Le condizioni climatiche instabili, caratterizzate da piogge abbondanti e temperature miti, hanno messo in ginocchio molte coltivazioni, costringendo gli agricoltori a ricorrere a una protezione chimica sempre più intensiva. La presenza di numerosi residui chimici in frutta come pesche, peperoni e pomodori ne è la conseguenza diretta. In particolare, alcuni campioni di frutta hanno mostrato una concentrazione allarmante di fitofarmaci, con pesche contenenti fino a 13 residui diversi. Un dato che dimostra come l’uso indiscriminato di pesticidi stia minando la sicurezza alimentare e mettendo in discussione la qualità dei prodotti agricoli, con un impatto significativo sulla salute dei consumatori. La crescente incidenza dei pesticidi illegali e l’uso massivo di sostanze chimiche nella lotta contro le malattie delle piante non sono più fenomeni sporadici, ma un segnale di un sistema agricolo che ha bisogno di una trasformazione radicale.

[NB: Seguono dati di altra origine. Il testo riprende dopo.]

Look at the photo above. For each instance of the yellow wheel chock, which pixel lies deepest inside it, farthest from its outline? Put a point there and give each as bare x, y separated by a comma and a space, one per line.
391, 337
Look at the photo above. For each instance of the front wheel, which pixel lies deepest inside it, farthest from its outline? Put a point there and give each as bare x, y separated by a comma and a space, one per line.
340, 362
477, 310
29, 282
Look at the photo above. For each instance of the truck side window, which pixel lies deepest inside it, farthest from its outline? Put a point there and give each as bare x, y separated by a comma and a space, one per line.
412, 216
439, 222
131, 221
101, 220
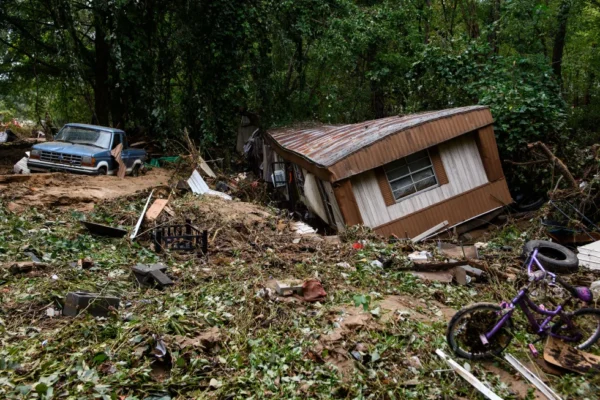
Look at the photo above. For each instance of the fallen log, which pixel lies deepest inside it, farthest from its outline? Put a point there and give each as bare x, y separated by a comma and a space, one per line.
24, 266
564, 170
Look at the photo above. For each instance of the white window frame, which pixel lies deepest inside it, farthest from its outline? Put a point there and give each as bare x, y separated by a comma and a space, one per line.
410, 174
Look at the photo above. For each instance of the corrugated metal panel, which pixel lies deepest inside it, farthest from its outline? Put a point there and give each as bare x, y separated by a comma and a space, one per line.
347, 202
464, 171
350, 149
455, 210
438, 166
405, 143
486, 141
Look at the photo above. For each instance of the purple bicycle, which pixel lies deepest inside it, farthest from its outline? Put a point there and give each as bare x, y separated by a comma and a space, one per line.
484, 330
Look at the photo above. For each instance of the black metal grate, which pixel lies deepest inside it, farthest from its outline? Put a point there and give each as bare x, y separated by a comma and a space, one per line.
184, 237
60, 158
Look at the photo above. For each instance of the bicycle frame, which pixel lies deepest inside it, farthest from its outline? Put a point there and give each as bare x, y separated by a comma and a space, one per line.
528, 307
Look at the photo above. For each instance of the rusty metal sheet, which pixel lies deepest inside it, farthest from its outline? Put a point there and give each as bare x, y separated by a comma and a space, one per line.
326, 146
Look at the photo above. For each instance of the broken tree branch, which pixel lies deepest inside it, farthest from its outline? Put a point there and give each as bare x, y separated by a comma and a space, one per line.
511, 162
556, 161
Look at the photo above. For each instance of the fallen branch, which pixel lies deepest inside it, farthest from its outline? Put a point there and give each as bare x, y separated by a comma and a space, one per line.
511, 162
556, 161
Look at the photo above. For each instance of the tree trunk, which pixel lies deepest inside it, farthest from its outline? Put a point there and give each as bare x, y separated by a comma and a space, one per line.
494, 18
469, 11
377, 96
559, 39
102, 50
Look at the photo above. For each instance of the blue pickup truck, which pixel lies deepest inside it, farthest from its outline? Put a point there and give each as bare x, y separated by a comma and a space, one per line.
85, 149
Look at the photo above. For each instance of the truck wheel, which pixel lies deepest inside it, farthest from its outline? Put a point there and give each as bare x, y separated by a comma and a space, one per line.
136, 170
553, 256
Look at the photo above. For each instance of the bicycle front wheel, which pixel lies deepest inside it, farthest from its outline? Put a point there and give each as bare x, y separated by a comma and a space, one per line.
469, 324
586, 329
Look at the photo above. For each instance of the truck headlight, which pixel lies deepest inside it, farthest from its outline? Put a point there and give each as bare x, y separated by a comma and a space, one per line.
88, 161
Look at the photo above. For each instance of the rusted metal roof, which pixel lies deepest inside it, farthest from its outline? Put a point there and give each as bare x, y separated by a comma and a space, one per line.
335, 152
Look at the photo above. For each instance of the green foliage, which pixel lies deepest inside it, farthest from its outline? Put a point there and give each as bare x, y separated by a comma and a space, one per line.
158, 67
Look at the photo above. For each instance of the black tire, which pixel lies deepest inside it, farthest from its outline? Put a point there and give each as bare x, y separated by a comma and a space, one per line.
553, 256
480, 318
588, 327
531, 204
136, 170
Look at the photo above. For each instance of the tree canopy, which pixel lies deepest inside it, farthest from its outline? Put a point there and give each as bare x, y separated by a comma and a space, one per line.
160, 67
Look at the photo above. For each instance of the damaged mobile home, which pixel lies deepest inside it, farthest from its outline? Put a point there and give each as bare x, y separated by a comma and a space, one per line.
397, 175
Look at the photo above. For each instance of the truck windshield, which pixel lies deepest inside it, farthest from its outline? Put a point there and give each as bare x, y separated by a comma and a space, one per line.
72, 134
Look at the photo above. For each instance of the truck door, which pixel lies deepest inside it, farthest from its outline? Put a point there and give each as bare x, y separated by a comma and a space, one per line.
126, 153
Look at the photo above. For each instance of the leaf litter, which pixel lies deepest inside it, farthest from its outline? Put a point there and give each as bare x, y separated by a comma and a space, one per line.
221, 331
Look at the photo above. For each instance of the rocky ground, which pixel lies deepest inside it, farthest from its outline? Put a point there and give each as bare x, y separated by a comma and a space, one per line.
221, 331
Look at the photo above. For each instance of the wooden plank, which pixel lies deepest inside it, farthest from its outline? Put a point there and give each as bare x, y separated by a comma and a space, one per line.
429, 232
564, 355
533, 378
469, 377
204, 167
139, 223
347, 202
156, 209
116, 153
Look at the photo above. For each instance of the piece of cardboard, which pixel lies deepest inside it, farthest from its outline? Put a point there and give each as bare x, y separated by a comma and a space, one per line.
564, 355
156, 209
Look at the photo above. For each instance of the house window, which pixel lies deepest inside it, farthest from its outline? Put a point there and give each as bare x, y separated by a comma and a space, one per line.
410, 174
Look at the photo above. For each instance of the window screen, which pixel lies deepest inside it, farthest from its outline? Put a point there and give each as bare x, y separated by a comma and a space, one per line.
410, 174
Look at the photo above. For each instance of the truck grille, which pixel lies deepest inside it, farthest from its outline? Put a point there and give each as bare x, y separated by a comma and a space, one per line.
60, 158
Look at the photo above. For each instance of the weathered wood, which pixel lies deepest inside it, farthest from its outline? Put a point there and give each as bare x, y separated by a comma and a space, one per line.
429, 232
205, 168
24, 267
557, 161
533, 378
156, 209
469, 377
116, 153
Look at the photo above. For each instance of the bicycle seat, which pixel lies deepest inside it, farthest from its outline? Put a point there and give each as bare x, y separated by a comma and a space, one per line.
580, 292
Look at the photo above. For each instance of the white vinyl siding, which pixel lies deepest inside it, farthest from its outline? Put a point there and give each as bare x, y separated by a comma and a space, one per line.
463, 166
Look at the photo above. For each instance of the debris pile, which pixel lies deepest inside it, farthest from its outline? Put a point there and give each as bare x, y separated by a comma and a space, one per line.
253, 308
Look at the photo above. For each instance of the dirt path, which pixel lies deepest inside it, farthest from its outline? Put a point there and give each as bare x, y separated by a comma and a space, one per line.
73, 191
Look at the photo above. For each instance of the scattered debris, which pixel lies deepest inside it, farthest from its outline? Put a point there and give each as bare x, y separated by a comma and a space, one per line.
419, 256
533, 378
458, 252
300, 228
429, 232
152, 275
156, 209
566, 356
204, 167
469, 377
589, 255
85, 263
104, 230
313, 290
21, 166
139, 223
95, 304
116, 153
25, 266
289, 287
199, 186
180, 237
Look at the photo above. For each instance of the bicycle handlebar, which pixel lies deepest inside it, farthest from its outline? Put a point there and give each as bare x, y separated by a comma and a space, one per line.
543, 274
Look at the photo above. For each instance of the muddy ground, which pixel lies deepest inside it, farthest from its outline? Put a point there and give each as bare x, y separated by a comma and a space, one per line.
226, 333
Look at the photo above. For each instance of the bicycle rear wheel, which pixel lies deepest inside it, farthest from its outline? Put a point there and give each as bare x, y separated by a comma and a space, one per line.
467, 326
587, 327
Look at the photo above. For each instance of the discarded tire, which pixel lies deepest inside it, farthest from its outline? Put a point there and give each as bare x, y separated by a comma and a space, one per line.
553, 256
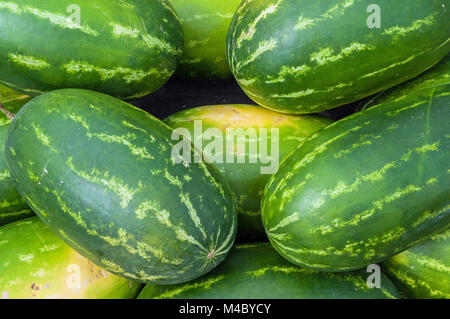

La via dell’agricoltura biologica
In questo scenario complesso e preoccupante, l’agricoltura biologica rappresenta una delle risposte più promettenti per ridurre l’uso di fitofarmaci e promuovere una produzione agricola più sana e sostenibile. I dati parlano chiaro: solo il 7% dei campioni di prodotti biologici analizzati conteneva residui di fitofarmaci, e la maggior parte di essi è dovuta a contaminazioni accidentali. Con 2,5 milioni di ettari coltivati a biologico, l’Italia si conferma uno dei leader europei in questo settore, con una crescita costante che dimostra la validità di questo modello produttivo. Tuttavia, per favorire un’espansione ulteriore dell’agricoltura biologica e ridurre il divario tra domanda e offerta, è necessario introdurre politiche che incentivino i consumatori e sostengano i produttori. Misure come i bonus per le famiglie più fragili e l’incremento delle mense biologiche in scuole e ospedali potrebbero rappresentare un valido aiuto. Accanto a queste misure, è cruciale affrontare la questione delle agromafie, che minacciano la legalità e la sicurezza delle filiere agroalimentari. Le mafie, infatti, non solo alimentano il traffico di pesticidi illegali, ma compromettono anche la qualità del lavoro agricolo e la sostenibilità delle produzioni. In questo senso, Legambiente sottolinea l’importanza di introdurre una legge contro le agromafie, per garantire la protezione dell’ambiente e dei lavoratori del settore. La lotta contro le agromafie e il rafforzamento delle politiche agricole sostenibili devono essere al centro dell’agenda politica per costruire un futuro agricolo più equo, sano e giusto per tutti.